Barriers and facilitators to pediatric HIV testing from qualitative interviews and focus groups
Challenges unique to pediatric HIV testing
Unique challenges to testing asymptomatic children for HIV emerged: I) inaccurate risk perception, II) issues with disclosure and consent, III) costs and scheduling.
I. Inaccurate risk perception: Caregiver and HCW lack of urgency around testing older children
Caregivers did not feel urgency to test asymptomatic older children. Children’s symptoms were a common prompt for testing, for caregivers and HCWs. One caregiver described difficulty overcoming inertia in the absence of illness:
… there is no way you can stay [at] home and the child is not sick and you say, let me take my baby to be tested for HIV…
- Caregiver
However, other caregivers assumed that older HIV-exposed children were inevitably infected, expressing fear and reluctance to test. Caregivers noted that focusing on the potential of an infected child during the testing discussion could deter caregivers from testing.
II. Complex decision-making dynamics underlie reluctance to test
Unlike adult HIV testing—which is autonomous and private—pediatric HIV testing, disclosure, permission, and consent may involve multiple caregivers and must address the increasing autonomy and curiosity of the older child.

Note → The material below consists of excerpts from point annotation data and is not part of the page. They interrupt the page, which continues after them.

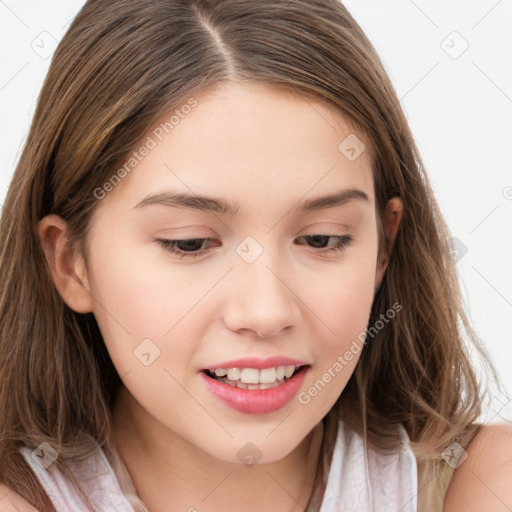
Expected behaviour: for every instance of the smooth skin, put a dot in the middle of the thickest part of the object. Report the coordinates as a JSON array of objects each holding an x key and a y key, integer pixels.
[{"x": 267, "y": 150}]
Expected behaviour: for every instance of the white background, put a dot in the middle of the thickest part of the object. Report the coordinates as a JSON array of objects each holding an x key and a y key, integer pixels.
[{"x": 459, "y": 109}]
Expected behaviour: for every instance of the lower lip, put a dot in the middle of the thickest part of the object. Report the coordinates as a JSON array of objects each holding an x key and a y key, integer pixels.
[{"x": 256, "y": 401}]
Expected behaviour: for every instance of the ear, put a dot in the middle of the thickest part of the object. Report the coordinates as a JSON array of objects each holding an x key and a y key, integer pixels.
[
  {"x": 66, "y": 265},
  {"x": 391, "y": 221}
]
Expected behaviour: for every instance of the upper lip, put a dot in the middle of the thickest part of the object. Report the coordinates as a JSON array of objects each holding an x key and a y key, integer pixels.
[{"x": 258, "y": 363}]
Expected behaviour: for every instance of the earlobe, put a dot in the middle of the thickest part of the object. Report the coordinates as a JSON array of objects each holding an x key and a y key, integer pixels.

Caregivers discussed partnership dynamics extensively in the context of the decision to test, and in the post-test period. Some felt partners needed to be involved in deciding, while others felt it best to decide independently. Decision-making was influenced by fear of disclosure. Caregivers described their own and their partners’ denial of their HIV status, and perceived or confirmed discordant relationships, as barriers to pediatric testing. Female caregivers sometimes explained that disclosing to one’s partner was necessary to rationalize testing the child; women who were not ready to disclose their status to their partners felt unable to bring children for testing for fear of conflict, violence or withholding of financial support.
… it will be difficult because how are you going to tell him… If we have not talked about our status how are we going to talk about the status of the child?
- Caregiver
HCW felt challenged managing decision-making related to obtaining appropriate consent from caregivers. HCW found themselves caught between children’s needs and the caregivers’ resistance.
According to practice sometimes you face challenges when the parents don’t want to give consent and you can see that the child needs the test and get treatment… that is where now the policy is not coming in…
- HCW
HCW felt that as children became older, they ask questions regarding testing. Most caregivers felt their children were too young to know the reason for testing and feared children would disclose their test results to others. They also felt that if a child knew he/she was HIV-infected, it would force the caregiver to disclose their own HIV status to the child. HCWs often did not feel equipped to handle family disclosure and thought twice about even performing the test.
…in your mind you are like if the tests turns out [HIV] positive, how do I start disclosing to this child? So it’s kind of a dilemma… and kind of fear, do I want to do it or not?
- HCW
III. Perceived and real costs, and school schedules prevent caregivers from testing children
Caregivers repeatedly cited concerns about costs relevant to the test experience and the post-test periods. Costs included transportation, childcare, perceived costs of tests and treatment, and lost income from missed work. Many caregivers echoed one participant’s claim of “when I get money, I will go”, suggesting that caregivers delay testing due to lack of capital and competing financial priorities.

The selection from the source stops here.